V.    REVISED MANAGEMENT POLICIES
        LEVERAGE THROUGH BORROWING -- The Fund may borrow for investment
purposes. This borrowing, which is known as leveraging, generally will be
unsecured, except to the extent the Fund enters into reverse repurchase
agreements described below. The Investment Company Act of 1940 requires the
Fund to maintain continuous asset coverage (that is, total assets including
borrowings, less liabilities exclusive of borrowings) of 300% of the amount
borrowed. If the 300% asset coverage should decline as a result of market
fluctuations or other reasons, the Fund may be required to sell some of its
portfolio holdings within three days to reduce the debt and restore the 300%
asset coverage, even though it may be disadvantageous from an investment
standpoint to sell securities at that time. Leveraging may exaggerate the
effect on net asset value of any increase or decrease in the market value of
the Fund's portfolio. Money borrowed for leveraging will be subject to
interest costs that may or may not be recovered by appreciation of the
securities purchased; in certain cases, interest costs may exceed the return
received on the securities purchased. The Fund also may be required to
maintain minimum average balances in connection with such borrowing or to pay
a commitment or other fee to maintain a line of credit; either of these
requirements would increase the cost of borrowing over the stated interest
rate.
        Among the forms of borrowing in which the Fund may engage is the
entry into reverse repurchase agreements with banks, brokers or dealers.
These transactions involve the transfer by the Fund of an underlying debt
instrument in return for cash proceeds based on a percentage of the value of
the security. The Fund retains the right to receive interest and principal
payments on the security. At an agreed upon future date, the Fund repurchases
the security at principal, plus accrued interest. In certain types of
agreements, there is no agreed upon repurchase date and interest payments are
calculated daily, often based on the prevailing overnight repurchase rate.
The Fund will maintain in a segregated custodial account cash or U.S.
Government securities or other high quality liquid debt securities at least
equal to the aggregate amount of its reverse repurchase obligations, plus
accrued interest, in certain cases, in accordance with releases promulgated
by the Securities and Exchange Commission.
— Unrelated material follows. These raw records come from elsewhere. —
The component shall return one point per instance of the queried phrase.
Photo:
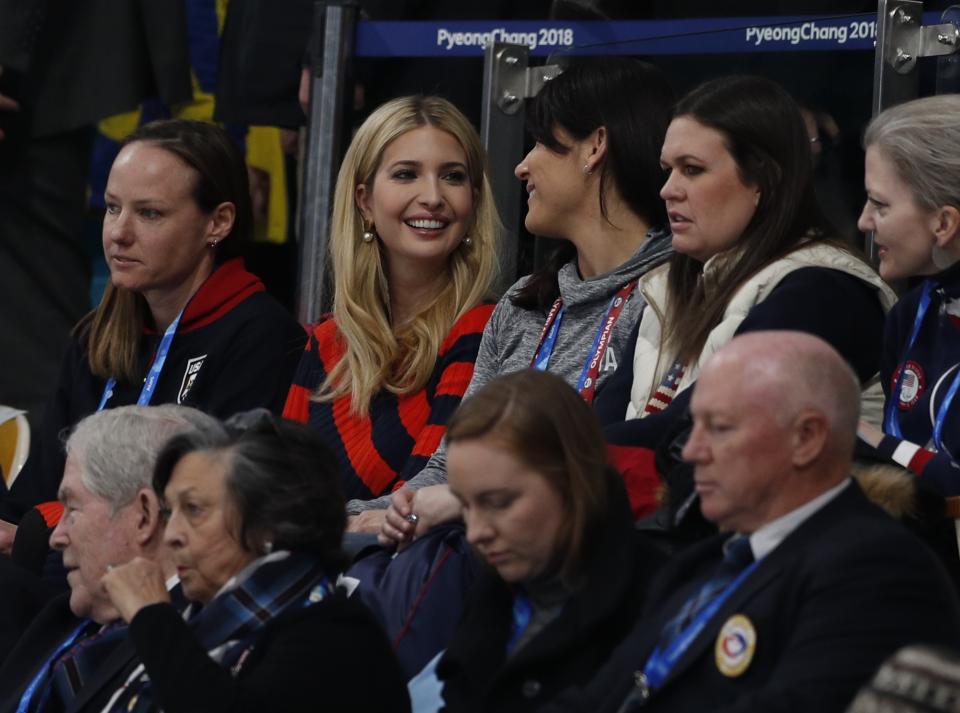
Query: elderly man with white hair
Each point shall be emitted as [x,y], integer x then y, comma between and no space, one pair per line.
[67,658]
[810,586]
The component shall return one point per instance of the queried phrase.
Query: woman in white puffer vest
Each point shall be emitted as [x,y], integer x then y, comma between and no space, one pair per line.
[751,252]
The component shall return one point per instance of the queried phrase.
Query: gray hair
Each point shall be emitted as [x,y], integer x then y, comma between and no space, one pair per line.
[922,139]
[116,449]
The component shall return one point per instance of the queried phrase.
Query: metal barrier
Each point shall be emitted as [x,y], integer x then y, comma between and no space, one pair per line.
[898,32]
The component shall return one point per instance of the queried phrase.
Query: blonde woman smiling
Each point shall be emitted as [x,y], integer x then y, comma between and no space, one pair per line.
[413,248]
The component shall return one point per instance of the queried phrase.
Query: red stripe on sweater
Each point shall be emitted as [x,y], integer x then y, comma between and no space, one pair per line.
[472,322]
[297,407]
[456,379]
[920,460]
[428,440]
[639,471]
[51,511]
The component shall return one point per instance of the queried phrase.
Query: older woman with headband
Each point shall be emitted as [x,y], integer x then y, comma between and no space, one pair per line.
[255,519]
[414,250]
[181,320]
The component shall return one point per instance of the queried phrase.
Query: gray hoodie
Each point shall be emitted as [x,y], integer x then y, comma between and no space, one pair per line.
[513,334]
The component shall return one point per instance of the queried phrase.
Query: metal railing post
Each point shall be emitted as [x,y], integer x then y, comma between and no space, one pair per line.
[334,28]
[507,82]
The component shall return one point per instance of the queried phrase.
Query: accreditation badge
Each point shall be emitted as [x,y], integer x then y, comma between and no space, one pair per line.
[736,644]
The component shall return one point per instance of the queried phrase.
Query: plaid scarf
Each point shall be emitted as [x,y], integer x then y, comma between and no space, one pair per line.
[230,625]
[71,665]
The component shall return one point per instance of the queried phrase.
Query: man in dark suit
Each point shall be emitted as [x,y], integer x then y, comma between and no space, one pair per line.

The Securities and Exchange
Commission views reverse repurchase transactions as collateralized borrowings
by the Fund. These agreements, which are treated as if reestablished each
day, are expected to provide the Fund with a flexible borrowing tool.
        DOLLAR ROLL TRANSACTIONS -- The Fund may engage in dollar roll
transactions, which is a form of secured borrowing. A dollar roll transaction
involves a sale by the Fund of a security to a financial institution, such as
a bank or broker-dealer, concurrently with an agreement by the Fund to
repurchase a similar security from the institution at a later date at an
agreed-upon price. The securities that are repurchased will bear the same
interest rate as those sold, but generally will be collateralized by
different pools of mortgages with different prepayment histories than those
sold. Proceeds of the sale will be invested in additional instruments for the
Fund, and the income from these investments, together with any additional fee
income received on the sale, are expected to generate income for the Fund
exceeding the yield on the securities sold. Dollar roll transactions involve
the risk that the market value of the securities sold by the Fund may decline
below the repurchase price of those securities.